Friday, January 27, 2012

A reason why voting methods are compromises

Voting involves compromise on two levels. On the ground level, a vote involves coming to a compromise decision. But on the meta level, a voting system embodies compromise between different desiderata. Arrow's Theorem is a famous way of seeing the latter point. But there is also another way of seeing it, which in one way goes beyond Arrow's Theorem: while Arrow's Theorem only applies where there are three or more options, what I say applies even in binary cases.

We suffer from both epistemic and moral limitations. Good voting systems are a way of overcoming these, by combining the information offered by us in such a way that no small group of individuals, suffering as it may from epistemic or moral shortcomings, has too much of a say. It is interesting to see that there is an inherent tension between overcoming epistemic and moral limitations.

Consider one of two models. On both models, a collection of options is offered to a population.

  1. Model 1: Each voter comes up with her honest best estimate of the total utility of each option, and offers a report of her estimate.
  2. Model 2: Each voter comes up with her honest best estimate of the utility for her of each option, and offers a report of her estimate.
On the assumption that (a) the voters' errors in their estimations are independent Gaussians with mean zero and we have no information as to who has bigger variances, and that we want to maximize total expected utility (which will be approximately true) and (b) the voters accurately report their estimates, there is provably an optimal voting system under both models: we simply arithmetically average the voters' estimates and select the option with the highest average utility estimate (see my earlier post on this for some computer simulation data).
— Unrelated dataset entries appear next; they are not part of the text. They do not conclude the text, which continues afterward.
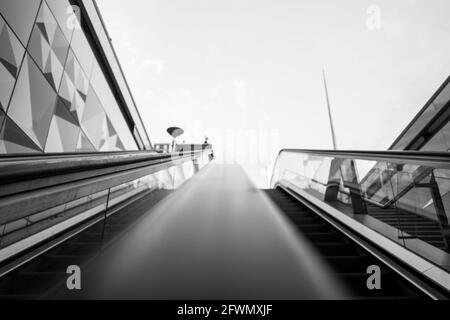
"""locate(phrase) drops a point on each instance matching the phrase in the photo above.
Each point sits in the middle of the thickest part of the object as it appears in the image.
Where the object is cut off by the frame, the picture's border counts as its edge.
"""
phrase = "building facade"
(62, 88)
(430, 129)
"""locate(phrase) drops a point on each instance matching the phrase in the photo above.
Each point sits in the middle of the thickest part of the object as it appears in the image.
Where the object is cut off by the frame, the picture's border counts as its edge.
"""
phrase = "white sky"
(210, 65)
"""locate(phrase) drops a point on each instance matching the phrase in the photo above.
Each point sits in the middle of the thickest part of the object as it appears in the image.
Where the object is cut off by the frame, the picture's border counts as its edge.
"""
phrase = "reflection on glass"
(406, 201)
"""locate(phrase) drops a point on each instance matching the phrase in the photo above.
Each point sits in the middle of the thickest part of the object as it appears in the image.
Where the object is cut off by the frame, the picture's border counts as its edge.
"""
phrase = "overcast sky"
(253, 64)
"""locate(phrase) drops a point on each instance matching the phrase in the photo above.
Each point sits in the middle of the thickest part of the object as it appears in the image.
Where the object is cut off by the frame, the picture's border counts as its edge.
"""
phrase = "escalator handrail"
(26, 166)
(426, 158)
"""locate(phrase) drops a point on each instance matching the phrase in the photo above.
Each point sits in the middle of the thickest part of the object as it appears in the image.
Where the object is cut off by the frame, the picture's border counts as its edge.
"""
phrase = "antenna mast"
(333, 136)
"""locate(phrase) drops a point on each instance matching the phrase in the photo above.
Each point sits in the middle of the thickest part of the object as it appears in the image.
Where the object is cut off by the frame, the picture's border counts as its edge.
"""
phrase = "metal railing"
(42, 196)
(402, 196)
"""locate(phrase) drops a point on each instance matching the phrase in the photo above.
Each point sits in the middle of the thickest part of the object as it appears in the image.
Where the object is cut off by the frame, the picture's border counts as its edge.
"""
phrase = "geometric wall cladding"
(20, 15)
(74, 87)
(13, 139)
(48, 104)
(64, 131)
(32, 103)
(11, 55)
(48, 46)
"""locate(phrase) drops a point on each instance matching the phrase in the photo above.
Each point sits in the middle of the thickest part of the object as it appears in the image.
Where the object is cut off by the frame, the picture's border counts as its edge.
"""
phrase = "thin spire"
(333, 136)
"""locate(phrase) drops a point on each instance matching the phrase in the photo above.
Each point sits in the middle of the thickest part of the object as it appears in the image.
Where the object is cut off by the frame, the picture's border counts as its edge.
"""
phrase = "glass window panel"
(446, 132)
(11, 55)
(48, 47)
(32, 103)
(93, 15)
(437, 143)
(20, 15)
(62, 10)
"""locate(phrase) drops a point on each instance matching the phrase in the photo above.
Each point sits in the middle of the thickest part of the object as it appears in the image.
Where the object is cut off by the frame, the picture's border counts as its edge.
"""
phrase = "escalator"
(347, 260)
(314, 235)
(41, 276)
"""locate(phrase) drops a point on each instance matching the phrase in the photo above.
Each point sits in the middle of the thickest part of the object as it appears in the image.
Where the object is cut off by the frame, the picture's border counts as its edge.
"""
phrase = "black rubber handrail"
(434, 158)
(31, 166)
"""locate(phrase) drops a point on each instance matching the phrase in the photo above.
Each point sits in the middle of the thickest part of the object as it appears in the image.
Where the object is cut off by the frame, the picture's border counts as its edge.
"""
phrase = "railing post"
(440, 210)
(349, 177)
Any voting system whose departs from this will be inoptimal under these circumstances.

Assuming that whatever people are going to say in a vote is going to be somehow based on their estimates of utility on the whole or utility to them, this averaging system is the best way to leverage the information scattered in the population. Unfortunately, while this is a good way to overcome our epistemic limitations, it does terribly with regard to our moral limitations. If one lies boldly enough, namely comes up with utility estimates that are far more inflated than anybody else's, one controls the outcome of the vote. Let's say that option 2 is the best one for me. Then I simply specify that the utility for option 2 is 10100000000 and for option 1 is −10100000000. And of course, there will be an arms race in the population to specify big numbers if there is more than one dishonest member of the population. But in any case, the dishonest will win.
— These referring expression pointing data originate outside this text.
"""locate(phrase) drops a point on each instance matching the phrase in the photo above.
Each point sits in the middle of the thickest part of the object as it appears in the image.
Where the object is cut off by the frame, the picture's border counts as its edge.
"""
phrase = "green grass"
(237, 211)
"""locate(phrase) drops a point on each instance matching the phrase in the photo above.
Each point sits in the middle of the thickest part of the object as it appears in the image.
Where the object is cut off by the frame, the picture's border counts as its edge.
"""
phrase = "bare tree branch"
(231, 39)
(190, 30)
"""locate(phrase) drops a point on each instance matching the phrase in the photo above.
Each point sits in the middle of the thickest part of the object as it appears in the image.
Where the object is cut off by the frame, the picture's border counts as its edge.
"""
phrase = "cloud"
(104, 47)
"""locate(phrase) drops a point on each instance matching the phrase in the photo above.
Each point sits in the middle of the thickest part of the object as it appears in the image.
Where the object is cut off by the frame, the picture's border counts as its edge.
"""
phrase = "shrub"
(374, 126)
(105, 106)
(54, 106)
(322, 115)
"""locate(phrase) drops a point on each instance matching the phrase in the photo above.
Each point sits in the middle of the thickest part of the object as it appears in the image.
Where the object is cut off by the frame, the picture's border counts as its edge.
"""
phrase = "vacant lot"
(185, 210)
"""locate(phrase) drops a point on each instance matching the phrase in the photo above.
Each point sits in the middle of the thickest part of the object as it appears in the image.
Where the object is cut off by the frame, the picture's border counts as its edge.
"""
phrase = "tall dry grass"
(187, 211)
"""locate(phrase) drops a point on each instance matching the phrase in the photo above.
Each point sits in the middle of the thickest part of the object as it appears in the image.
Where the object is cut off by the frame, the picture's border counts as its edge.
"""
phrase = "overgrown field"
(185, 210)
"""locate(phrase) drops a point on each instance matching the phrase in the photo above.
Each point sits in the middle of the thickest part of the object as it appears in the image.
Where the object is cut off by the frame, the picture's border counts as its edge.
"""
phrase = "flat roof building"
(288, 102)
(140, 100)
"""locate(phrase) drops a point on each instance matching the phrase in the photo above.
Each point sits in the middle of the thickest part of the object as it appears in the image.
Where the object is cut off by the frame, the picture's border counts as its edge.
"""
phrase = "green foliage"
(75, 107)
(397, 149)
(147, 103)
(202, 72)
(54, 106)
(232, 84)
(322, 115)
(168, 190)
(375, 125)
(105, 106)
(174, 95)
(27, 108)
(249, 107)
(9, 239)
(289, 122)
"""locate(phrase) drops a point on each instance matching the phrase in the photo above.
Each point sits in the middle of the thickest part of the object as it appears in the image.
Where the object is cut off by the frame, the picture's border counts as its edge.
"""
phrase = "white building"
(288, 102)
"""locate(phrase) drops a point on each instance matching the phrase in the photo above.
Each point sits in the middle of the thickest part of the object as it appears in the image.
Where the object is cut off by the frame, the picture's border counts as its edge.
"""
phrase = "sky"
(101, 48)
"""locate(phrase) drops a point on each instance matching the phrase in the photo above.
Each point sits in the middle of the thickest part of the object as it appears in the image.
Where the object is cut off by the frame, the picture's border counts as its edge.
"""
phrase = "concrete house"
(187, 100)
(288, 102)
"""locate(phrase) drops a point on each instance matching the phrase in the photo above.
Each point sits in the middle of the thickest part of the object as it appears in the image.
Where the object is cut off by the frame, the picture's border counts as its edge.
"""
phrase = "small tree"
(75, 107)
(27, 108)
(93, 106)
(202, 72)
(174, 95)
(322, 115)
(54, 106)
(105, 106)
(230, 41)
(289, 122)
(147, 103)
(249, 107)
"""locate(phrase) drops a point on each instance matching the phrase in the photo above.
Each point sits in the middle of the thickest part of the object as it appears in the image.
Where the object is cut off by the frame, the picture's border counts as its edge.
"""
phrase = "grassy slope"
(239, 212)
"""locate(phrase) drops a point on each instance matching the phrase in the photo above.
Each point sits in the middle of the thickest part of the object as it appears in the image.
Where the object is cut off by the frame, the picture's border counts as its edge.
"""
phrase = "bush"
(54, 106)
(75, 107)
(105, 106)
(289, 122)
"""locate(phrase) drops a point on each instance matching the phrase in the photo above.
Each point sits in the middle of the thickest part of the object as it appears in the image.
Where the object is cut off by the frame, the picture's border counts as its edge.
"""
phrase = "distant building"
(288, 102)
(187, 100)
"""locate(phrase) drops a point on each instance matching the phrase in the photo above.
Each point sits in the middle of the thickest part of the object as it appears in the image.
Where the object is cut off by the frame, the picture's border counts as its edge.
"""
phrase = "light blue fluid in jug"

In other words, the optimal system in the case of honest utility estimates is pretty much the worst system where honesty does not generally hold. A good voting system for morally imperfect voters must cap the effect each voter has. But in capping the effect each voter has, information can will in general be lost.
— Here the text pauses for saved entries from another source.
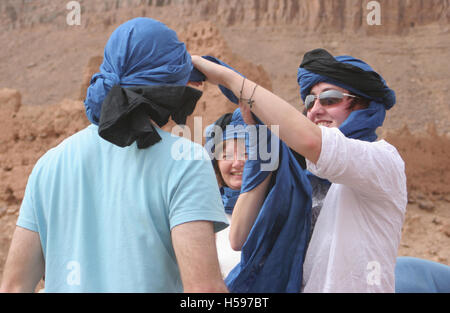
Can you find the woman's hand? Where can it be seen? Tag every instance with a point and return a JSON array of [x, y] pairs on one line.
[[246, 113]]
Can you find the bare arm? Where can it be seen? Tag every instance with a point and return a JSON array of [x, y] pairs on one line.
[[297, 131], [195, 249], [245, 211], [25, 264]]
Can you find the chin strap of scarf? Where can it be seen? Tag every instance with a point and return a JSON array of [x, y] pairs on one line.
[[140, 53], [272, 256]]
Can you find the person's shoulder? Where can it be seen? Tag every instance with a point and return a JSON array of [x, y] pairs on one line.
[[389, 148]]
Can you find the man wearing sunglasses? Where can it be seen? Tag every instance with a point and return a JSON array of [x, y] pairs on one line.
[[358, 184]]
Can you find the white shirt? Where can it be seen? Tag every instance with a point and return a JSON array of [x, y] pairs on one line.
[[355, 240], [228, 258]]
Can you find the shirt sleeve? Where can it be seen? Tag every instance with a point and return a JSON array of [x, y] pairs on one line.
[[27, 216], [196, 196], [374, 169]]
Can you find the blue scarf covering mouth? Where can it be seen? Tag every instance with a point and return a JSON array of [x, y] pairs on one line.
[[140, 52], [272, 256]]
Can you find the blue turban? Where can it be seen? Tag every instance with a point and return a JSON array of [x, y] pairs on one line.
[[272, 256], [355, 76], [140, 52], [213, 138]]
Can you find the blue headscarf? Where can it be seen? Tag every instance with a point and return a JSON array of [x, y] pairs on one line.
[[414, 275], [229, 196], [360, 124], [272, 256], [140, 52]]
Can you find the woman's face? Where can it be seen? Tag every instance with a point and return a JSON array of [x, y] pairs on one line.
[[231, 162], [331, 115]]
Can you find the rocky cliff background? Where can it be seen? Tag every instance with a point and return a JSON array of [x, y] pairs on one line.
[[46, 65]]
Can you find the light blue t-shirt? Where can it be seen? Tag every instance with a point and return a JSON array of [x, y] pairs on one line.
[[104, 213]]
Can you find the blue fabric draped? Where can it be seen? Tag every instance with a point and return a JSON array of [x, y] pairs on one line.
[[414, 275], [272, 256], [140, 52]]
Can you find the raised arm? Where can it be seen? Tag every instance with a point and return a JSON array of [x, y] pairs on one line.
[[245, 212], [296, 130], [195, 249]]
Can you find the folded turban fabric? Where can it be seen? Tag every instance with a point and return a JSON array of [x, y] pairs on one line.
[[414, 275], [355, 76], [141, 52], [197, 76], [272, 256]]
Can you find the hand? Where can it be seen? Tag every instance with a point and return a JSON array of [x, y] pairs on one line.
[[195, 84], [214, 72]]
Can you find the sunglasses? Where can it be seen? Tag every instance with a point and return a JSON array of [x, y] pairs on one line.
[[328, 97]]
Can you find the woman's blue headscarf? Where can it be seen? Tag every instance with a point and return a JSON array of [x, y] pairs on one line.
[[140, 52], [229, 196], [346, 72]]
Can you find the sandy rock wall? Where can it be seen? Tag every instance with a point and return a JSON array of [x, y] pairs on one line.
[[397, 16]]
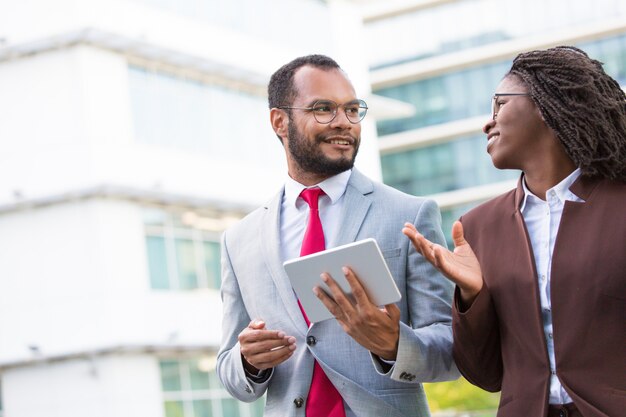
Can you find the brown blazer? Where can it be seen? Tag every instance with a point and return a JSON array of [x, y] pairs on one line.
[[499, 343]]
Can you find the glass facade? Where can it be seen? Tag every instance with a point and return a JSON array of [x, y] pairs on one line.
[[448, 166], [191, 388], [460, 25], [191, 116], [467, 93], [180, 257]]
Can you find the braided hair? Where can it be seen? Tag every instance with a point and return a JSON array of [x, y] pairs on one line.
[[584, 106]]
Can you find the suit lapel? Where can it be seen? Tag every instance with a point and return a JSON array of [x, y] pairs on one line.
[[270, 246], [355, 207]]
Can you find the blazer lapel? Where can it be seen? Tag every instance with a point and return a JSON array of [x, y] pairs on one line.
[[270, 238], [355, 207]]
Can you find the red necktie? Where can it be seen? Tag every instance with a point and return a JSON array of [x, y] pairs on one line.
[[323, 400]]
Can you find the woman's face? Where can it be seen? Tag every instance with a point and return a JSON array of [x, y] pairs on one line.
[[516, 133]]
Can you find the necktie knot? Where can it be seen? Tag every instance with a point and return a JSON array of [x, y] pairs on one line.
[[311, 196]]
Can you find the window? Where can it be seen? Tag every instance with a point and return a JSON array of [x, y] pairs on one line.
[[181, 256], [191, 388], [461, 163], [473, 23], [466, 93], [223, 124]]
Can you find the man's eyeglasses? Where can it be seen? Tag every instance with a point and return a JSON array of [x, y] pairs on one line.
[[495, 104], [325, 111]]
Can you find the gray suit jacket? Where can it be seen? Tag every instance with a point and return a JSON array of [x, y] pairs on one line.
[[255, 285]]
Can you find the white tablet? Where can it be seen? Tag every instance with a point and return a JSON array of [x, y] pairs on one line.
[[363, 257]]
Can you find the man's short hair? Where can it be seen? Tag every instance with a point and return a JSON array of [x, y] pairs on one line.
[[281, 91]]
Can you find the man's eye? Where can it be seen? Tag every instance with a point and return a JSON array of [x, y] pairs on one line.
[[323, 108]]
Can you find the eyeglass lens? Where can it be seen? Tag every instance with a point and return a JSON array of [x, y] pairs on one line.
[[325, 111]]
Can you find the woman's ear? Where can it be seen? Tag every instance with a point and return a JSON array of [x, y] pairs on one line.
[[280, 123]]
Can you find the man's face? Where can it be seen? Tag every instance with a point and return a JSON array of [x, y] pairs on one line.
[[315, 149]]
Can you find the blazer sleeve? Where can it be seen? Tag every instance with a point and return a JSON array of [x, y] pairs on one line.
[[476, 348], [235, 318], [425, 344]]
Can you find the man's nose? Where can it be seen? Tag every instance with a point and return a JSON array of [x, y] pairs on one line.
[[341, 119]]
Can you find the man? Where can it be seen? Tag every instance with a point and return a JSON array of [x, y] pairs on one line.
[[369, 361]]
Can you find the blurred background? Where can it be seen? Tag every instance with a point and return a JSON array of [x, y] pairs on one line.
[[133, 132]]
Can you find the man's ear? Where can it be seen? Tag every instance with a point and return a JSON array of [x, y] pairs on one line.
[[280, 122]]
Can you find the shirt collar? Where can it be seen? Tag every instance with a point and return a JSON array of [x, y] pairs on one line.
[[561, 189], [334, 187]]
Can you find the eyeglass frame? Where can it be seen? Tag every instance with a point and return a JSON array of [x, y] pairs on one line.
[[494, 113], [362, 105]]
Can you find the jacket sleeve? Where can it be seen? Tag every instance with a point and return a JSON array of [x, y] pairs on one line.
[[425, 344], [477, 341], [235, 318]]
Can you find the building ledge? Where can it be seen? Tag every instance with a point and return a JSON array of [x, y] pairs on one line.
[[146, 54], [126, 193], [164, 351]]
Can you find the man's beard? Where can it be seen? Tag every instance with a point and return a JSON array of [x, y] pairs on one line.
[[310, 158]]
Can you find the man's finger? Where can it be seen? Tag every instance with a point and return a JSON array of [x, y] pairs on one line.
[[270, 359], [357, 289], [392, 311], [338, 295], [330, 304]]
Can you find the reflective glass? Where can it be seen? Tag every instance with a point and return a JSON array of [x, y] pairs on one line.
[[157, 262], [186, 261], [203, 408], [454, 26], [170, 375], [467, 93], [449, 166], [174, 409]]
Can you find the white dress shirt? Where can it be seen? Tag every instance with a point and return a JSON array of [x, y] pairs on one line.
[[294, 213], [542, 220], [294, 216]]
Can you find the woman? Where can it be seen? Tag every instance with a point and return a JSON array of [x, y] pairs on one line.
[[540, 302]]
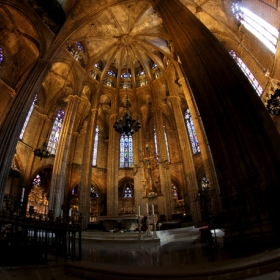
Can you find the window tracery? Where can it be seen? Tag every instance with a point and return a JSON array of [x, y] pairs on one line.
[[1, 55], [265, 32], [95, 147], [191, 132], [27, 118], [126, 151], [247, 73], [56, 130]]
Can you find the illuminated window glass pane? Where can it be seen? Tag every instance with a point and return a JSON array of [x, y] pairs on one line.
[[27, 118], [265, 32], [97, 65], [191, 132], [80, 47], [37, 180], [1, 55], [126, 151], [93, 192], [56, 130], [125, 75], [127, 192], [155, 141], [247, 72], [95, 146], [166, 144], [111, 73]]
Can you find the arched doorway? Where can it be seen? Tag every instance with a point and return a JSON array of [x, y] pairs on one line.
[[126, 197], [96, 204]]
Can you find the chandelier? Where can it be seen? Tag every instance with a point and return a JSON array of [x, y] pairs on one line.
[[127, 125], [14, 172], [42, 152], [272, 102]]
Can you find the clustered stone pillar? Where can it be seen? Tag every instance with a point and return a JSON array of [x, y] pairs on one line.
[[243, 141], [14, 119], [59, 175], [112, 167], [165, 177], [187, 160], [85, 185]]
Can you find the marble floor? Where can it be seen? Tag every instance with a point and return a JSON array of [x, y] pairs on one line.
[[183, 257]]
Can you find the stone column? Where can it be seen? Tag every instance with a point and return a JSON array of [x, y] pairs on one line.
[[85, 185], [186, 156], [165, 177], [112, 168], [243, 140], [137, 169], [14, 119], [59, 175], [205, 152]]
This is most clear in Model 2. We can imagine that an option moderately benefits a significant majority but horrendously harms a minority. Given honest utility reports from everyone and the averaging system, the option is likely to be defeated, since the members of the minority will report enormously negative utilities that will overcome the moderate positive utilities reported by members of the majority. But as soon as one caps the effects of each voter, the information about the enormously negative utilities to the minority will be lost. Model 1 is more helpful (presumably, civic education is how we might get most people to vote according to Model 1), but information will still be lost due to the differences in epistemic access to the total utility. On Model 1, capping will lose us the case where one individual genuinely has information about an enormous negative effect but is unable to convince others of this information. But capping of some sort is necessary because of moral imperfection.

(The optimal method of utility estimation also faces the problem that we are better at rank orderings than at absolute utilities. This can in principle be overcome to some degree by giving people additional hypothetical options to rank-order and then recovering utility estimates from these.)

A brief way to make the point is this. The more trusting a voting system is, the more information it brings to the table; but the more trusting a voting system is, the worse it does with regard to moral imperfection. A compromise is needed in this regard. And not just in voting.

1 comment:

Heath White said...

Your last sentence is spot-on.

It raises the suggestion that the best (feasible) political arrangements in a high-trust society might be quite different from those in a low-trust society. And yet prominent political philosophies don't incorporate this idea. E.g. in Rawls' Original Position you don't know how much people trust each other in any given set of institutions, and that might be a crucial piece of information in deciding whether you want to incarnate that set of institutions.